Add low five figures for the compound investment potential over those four years, say $20,000, and the extra $5,000 the surgical resident. Now true that $400,000+ difference in gross income has the potential to be made up in just 3-4 years once the surgical subspecialist is out of training, but it is certainly something else, albeit small, to consider when discussing the earning gap between primary care and specialists.
Finally, there are inherent risks associated with the technical craft that proceduralists dare.
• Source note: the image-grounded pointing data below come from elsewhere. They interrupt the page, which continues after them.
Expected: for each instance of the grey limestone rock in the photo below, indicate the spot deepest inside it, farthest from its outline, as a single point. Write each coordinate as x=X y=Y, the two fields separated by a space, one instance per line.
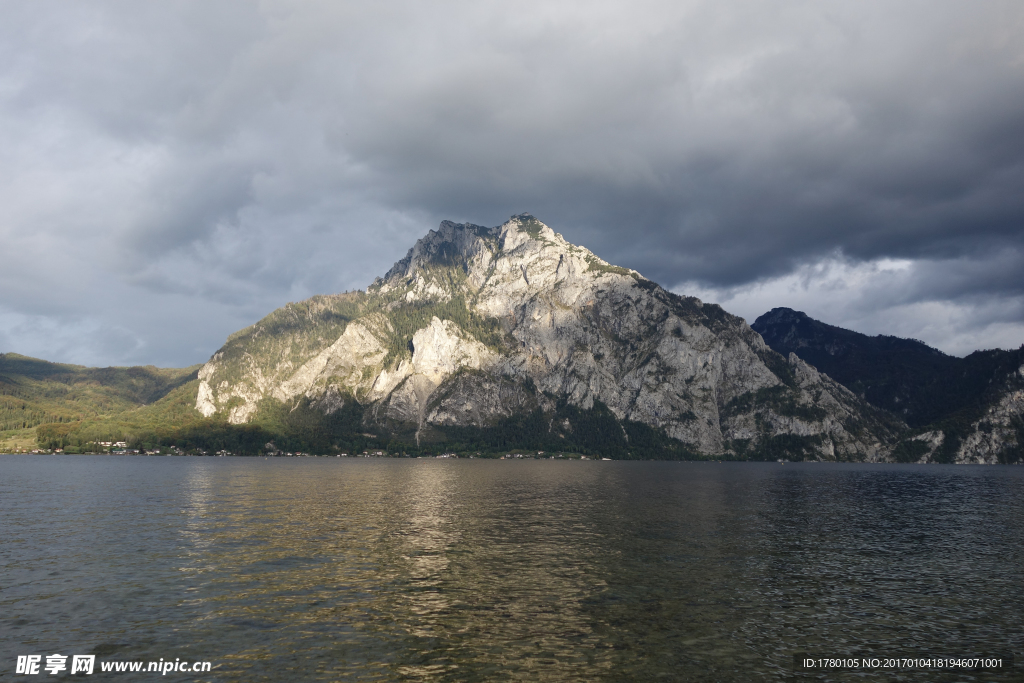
x=476 y=325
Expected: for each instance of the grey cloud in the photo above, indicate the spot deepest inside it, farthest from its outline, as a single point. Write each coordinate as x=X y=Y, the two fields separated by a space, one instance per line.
x=233 y=156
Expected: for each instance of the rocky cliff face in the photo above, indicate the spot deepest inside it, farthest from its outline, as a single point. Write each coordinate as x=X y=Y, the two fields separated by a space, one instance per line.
x=478 y=325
I’m not merely talking about the malpractice premiums. I’m talking about the hazards of a patient’s life and function in a physician’s hands.
There should be pay associated with increased risk for the patient. Such things require more skill, more focus, more stress. Not that the primary care physician can’t do their patients harm. But there’s something different than an adverse reaction to a statin and an aneurysm bleeding while you’re coiling it or a patient losing an airway during anesthesia.
The risks patients undertake at the hands of proceduralists and the acuity of the situations proceduralists often deal in deserves credit.
And yet, despite all this, I will admit I personally feel the pay gap needs some squeezing. The primary care physician is required to call forth a breadth of knowledge that I never will have to; at least if s/he is to be good at their job. Their care is intimately important to public health. That is something I certainly cannot claim as a future specialist. I’ll never contribute to improving any of the global outcome measurements that we rightly judge the health of any cohort by.
Just not too dramatic of a squeeze.
Colin Son is a neurosurgical intern who blogs at Residency Notes.